Given website addresses, e.g.
http://www.example.com/page1/#
https://subdomain.example2.co.uk/asdf?retrieve=2
How do I return the root domain in R
, e.g.
example.com
example2.co.uk
For my purposes I would define the root domain to have structure
example_name.public_suffix
where example_name excludes "www" and public_suffix is on the list here:
https://publicsuffix.org/list/effective_tld_names.dat
Is this still the best regex based solution:
https://stackoverflow.com/a/8498629/2109289
What about something in R
that parses root domain based off the public suffix list, something like:
http://simonecarletti.com/code/publicsuffix/
Edited: Adding extra info based on Richard's comment
Using XML::parseURI
seems to return the stuff between the first "//" and "/". e.g.
> parseURI("http://www.blog.omegahat.org:8080/RCurl/index.html")$server
[1] "www.blog.omegahat.org"
Thus, the question reduces to having an R
function that can return the public suffix from the URI, or implementing the following algorithm on the public suffix list:
- Match domain against all rules and take note of the matching ones.

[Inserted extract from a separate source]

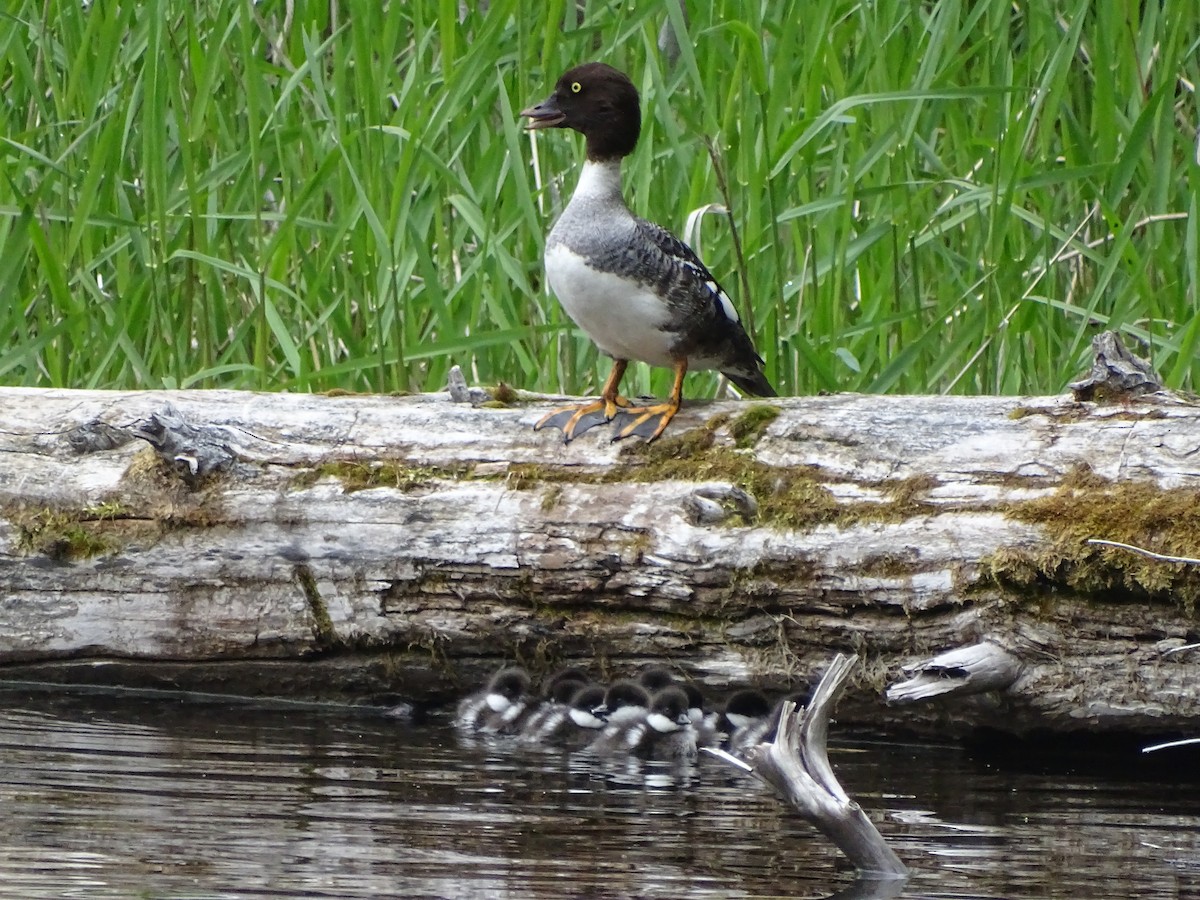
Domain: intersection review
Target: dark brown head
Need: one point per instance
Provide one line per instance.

- If no rules match, the prevailing rule is "*".
- If more than one rule matches, the prevailing rule is the one which is an exception rule.
- If there is no matching exception rule, the prevailing rule is the one with the most labels.
- If the prevailing rule is a exception rule, modify it by removing the leftmost label.
- The public suffix is the set of labels from the domain which directly match the labels of the prevailing rule (joined by dots).
- The registered or registrable domain is the public suffix plus one additional label.